Division of Intramural Population Health Research, Eunice Kennedy Shriver National Institute of Child Health and Human Development, Rockville, Maryland.
Am J Epidemiol. 2018 Mar 1;187(3):585-591. doi: 10.1093/aje/kwx350.
Missing data is a common occurrence in epidemiologic research. In this paper, 3 data sets with induced missing values from the Collaborative Perinatal Project, a multisite US study conducted from 1959 to 1974, are provided as examples of prototypical epidemiologic studies with missing data. Our goal was to estimate the association of maternal smoking behavior with spontaneous abortion while adjusting for numerous confounders. At the same time, we did not necessarily wish to evaluate the joint distribution among potentially unobserved covariates, which is seldom the subject of substantive scientific interest. The inverse probability weighting (IPW) approach preserves the semiparametric structure of the underlying model of substantive interest and clearly separates the model of substantive interest from the model used to account for the missing data. However, IPW often will not result in valid inference if the missing-data pattern is nonmonotone, even if the data are missing at random. We describe a recently proposed approach to modeling nonmonotone missing-data mechanisms under missingness at random to use in constructing the weights in IPW complete-case estimation, and we illustrate the approach using 3 data sets described in a companion article (Am J Epidemiol. 2018;187(3):568-575).

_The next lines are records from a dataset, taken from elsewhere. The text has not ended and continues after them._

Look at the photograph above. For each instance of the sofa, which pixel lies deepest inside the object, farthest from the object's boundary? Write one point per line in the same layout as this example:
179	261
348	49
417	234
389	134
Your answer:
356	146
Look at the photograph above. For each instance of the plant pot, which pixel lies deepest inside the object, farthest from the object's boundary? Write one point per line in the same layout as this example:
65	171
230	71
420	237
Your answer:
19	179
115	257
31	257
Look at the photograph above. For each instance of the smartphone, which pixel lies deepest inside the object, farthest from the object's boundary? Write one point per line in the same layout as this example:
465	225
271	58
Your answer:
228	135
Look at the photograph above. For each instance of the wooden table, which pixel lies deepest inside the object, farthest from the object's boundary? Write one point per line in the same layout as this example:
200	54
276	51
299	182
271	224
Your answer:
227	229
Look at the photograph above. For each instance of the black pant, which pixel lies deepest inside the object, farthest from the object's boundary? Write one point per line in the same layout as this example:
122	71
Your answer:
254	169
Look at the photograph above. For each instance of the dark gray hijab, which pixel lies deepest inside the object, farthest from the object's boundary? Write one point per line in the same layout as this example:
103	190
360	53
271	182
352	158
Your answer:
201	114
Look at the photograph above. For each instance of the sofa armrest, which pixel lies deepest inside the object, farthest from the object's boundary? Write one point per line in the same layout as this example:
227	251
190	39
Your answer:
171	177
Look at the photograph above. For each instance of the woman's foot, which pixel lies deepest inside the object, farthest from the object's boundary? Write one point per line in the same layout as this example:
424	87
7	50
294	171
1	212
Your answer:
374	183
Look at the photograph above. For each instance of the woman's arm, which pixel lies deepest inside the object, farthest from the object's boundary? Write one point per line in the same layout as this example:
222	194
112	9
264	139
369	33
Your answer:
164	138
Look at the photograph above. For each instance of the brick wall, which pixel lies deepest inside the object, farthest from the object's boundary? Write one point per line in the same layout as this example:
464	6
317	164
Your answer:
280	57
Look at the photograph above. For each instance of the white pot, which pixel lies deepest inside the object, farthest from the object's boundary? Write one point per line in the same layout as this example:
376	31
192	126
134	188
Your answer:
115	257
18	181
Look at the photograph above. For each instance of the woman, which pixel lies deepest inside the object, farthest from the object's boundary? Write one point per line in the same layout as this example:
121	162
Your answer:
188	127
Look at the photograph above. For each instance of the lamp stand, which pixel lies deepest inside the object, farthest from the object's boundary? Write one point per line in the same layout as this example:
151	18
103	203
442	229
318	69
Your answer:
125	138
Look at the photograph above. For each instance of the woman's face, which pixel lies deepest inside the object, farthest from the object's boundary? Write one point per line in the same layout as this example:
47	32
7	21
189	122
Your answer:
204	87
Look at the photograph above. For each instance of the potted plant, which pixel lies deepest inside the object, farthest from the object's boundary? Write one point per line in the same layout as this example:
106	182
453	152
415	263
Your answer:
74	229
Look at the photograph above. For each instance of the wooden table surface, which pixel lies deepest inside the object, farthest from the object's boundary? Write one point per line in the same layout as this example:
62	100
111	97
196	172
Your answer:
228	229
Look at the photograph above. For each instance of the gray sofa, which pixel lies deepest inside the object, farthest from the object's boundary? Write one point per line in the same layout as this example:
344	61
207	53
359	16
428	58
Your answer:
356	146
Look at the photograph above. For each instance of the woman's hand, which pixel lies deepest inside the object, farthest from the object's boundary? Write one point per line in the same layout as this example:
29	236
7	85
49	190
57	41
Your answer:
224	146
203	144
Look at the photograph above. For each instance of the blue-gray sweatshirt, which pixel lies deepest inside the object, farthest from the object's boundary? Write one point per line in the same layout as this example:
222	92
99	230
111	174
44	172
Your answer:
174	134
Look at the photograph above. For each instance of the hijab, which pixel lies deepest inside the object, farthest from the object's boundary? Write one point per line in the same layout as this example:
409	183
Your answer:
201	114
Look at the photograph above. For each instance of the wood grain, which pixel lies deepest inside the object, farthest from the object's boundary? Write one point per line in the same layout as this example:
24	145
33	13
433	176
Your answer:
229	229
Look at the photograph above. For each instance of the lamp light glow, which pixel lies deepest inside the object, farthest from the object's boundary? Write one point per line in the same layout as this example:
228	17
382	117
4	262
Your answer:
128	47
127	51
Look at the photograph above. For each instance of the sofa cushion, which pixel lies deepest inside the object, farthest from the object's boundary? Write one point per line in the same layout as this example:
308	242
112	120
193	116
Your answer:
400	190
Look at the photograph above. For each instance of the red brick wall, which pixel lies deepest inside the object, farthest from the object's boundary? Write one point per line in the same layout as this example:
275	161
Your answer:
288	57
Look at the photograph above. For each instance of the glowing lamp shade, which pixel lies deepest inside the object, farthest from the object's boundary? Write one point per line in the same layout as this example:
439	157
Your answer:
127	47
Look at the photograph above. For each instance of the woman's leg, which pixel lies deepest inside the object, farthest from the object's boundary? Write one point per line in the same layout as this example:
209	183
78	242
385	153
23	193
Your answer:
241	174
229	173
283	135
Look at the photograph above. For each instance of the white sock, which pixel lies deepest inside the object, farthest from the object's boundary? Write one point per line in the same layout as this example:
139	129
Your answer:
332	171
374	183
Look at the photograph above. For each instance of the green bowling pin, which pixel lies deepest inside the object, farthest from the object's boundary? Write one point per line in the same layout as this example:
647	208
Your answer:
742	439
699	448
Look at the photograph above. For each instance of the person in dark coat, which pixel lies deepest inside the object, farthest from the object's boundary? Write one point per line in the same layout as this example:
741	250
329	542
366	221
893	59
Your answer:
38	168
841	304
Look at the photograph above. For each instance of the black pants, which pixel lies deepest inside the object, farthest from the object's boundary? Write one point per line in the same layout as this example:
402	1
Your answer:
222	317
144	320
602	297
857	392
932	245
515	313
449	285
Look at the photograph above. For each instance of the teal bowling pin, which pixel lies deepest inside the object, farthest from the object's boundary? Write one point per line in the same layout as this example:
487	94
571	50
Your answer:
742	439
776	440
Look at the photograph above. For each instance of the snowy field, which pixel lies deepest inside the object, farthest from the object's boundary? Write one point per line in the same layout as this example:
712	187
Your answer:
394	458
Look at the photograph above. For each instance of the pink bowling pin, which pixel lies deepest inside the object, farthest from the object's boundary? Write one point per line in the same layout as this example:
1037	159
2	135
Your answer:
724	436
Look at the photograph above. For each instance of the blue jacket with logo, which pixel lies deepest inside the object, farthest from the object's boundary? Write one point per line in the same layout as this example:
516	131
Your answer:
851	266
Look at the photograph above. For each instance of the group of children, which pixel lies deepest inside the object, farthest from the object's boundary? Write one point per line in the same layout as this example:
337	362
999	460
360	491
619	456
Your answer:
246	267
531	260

缺失数据在流行病学研究中很常见。本文提供了来自 1959 年至 1974 年进行的多地点美国合作围产期项目的 3 个具有诱导缺失值的数据组,作为具有缺失数据的典型流行病学研究的示例。我们的目标是在调整了许多混杂因素后,估计母亲吸烟行为与自然流产之间的关联。同时,我们不一定希望评估潜在未观察到的协变量之间的联合分布,这很少是实质性科学兴趣的主题。逆概率加权(IPW)方法保留了感兴趣的基础模型的半参数结构,并清楚地区分了感兴趣的模型与用于解释缺失数据的模型。但是,如果缺失数据模式是非单调的,即使数据是随机缺失的,IPW 通常也不会导致有效推断。我们描述了一种最近提出的方法,用于在随机缺失下对非单调缺失数据机制进行建模,以便在 IPW 完全案例估计中构建权重,并使用在一篇伴随文章中描述的 3 个数据集来说明该方法(Am J Epidemiol. 2018;187(3):568-575)。